Add a test for measuring client instantiation time
https://github.com/prisma/prisma/issues/8178
What's our approach to benchmarking on CI (and do we have one)? My concern about having this as a regular test is that it's going to be either extremely flaky or not extremely useful. Even in the referenced issue the reproduction took 4.5 seconds on the reporter's machine and 0.4 (actually like 0.36 when I increased the number of digits in .toFixed(1)) seconds on my machine.
cachegrind + valgrind are the way to benchmark things consistently across devices, not matter the CPU or the RAM on the machine. For instance, if you run cachegrind on [email protected] (on the repro example in the issue linked above):
$ valgrind --tool=cachegrind node src/index.js
==274519== I refs: 1,954,879,183
If you re-run that, you get similar results:
$ valgrind --tool=cachegrind node src/index.js
==276009== I refs: 1,950,136,208
And if you run this on the latest prisma 3:
$ valgrind --tool=cachegrind node src/index.js
==277339== I refs: 994,343,618
And again on prisma 3, but with my CPU at 0.80GHz:
$ valgrind --tool=cachegrind node src/index.js
==277823== I refs: 990,733,662
By looking at the total CPU instructions, it gives us a good way to tap into real performance on CI or any other device consistently. One case where I see this failing is on a machine with very limited RAM (lots of garbage collection). As you can see, there's a bit of jitter because of the Node.js runtime. Considering that, we could check that it never exceeds 1-2% jitter.

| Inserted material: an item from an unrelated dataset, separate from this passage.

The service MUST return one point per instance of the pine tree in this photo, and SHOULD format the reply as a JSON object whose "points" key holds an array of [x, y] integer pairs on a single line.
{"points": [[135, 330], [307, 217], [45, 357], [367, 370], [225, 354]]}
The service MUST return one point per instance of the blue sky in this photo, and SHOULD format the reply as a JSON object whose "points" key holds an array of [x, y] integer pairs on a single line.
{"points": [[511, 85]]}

https://valgrind.org/docs/manual/cg-manual.html#cg-manual.overview
Folks at SQLite have been using this for years too https://www.sqlite.org/cpu.html
This is amazing, and definitely the way to go π We might even want to profile other metrics in a similar fashion, like the number of IO operations or even syscalls in general (which would have been much more important than the number of instructions in the context of https://github.com/prisma/prisma/issues/8178).

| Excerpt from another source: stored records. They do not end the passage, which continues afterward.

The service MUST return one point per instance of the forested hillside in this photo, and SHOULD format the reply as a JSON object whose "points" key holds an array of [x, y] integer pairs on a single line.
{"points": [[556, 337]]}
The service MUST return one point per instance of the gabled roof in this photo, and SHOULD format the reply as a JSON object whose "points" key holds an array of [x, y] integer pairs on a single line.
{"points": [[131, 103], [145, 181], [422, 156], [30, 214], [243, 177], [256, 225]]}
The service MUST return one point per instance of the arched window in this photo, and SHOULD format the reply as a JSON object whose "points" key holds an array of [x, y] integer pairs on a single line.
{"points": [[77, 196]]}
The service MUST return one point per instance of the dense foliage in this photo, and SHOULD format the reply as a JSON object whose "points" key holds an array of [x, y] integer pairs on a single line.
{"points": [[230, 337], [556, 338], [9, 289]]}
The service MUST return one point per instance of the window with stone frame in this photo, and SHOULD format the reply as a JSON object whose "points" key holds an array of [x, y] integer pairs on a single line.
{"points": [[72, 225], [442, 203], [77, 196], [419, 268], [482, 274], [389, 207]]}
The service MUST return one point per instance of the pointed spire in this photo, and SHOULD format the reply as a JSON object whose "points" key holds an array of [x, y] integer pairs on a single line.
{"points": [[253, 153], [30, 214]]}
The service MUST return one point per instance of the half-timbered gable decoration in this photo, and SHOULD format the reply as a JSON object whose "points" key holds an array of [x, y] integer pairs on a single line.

benchmark things consistently across devices, not matter the CPU
FWIW, I don't think it will necessary work consistently across devices. Even if we factor out things like different Node.js versions, different compilers Node.js is built with, different libc versions etc, we can't factor out different CPU architectures: the numbers will be different and won't be comparable.

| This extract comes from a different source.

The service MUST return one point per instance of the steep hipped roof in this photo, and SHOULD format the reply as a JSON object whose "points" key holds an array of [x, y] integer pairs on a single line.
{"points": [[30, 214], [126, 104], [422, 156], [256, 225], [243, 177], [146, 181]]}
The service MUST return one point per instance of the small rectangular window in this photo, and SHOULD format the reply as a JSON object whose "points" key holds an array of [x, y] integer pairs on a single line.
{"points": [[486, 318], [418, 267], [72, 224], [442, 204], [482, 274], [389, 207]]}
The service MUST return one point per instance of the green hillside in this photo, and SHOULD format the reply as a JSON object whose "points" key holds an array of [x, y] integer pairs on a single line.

That said, those differences may be interesting themselves. For example, I get 15% lower number for Prisma 2.26
==698== I refs: 1,662,717,422
and 5% lower number for Prisma 3.3
==1090== I refs: 939,571,062
and... it's really strange? I mean, I would expect the total instructions count to be much higher for a RISC architecture with lots of loads and stores as separate instructions. One possible explanation is that, apparently, JavaScript code is much better optimized by V8 on ARM64 than on x86_64, or so it seems.
Hmmm, that's interesting. I definitely did not account for the CPU architecture, good catch! Luckily, that's something that is consistent on the default GH Actions.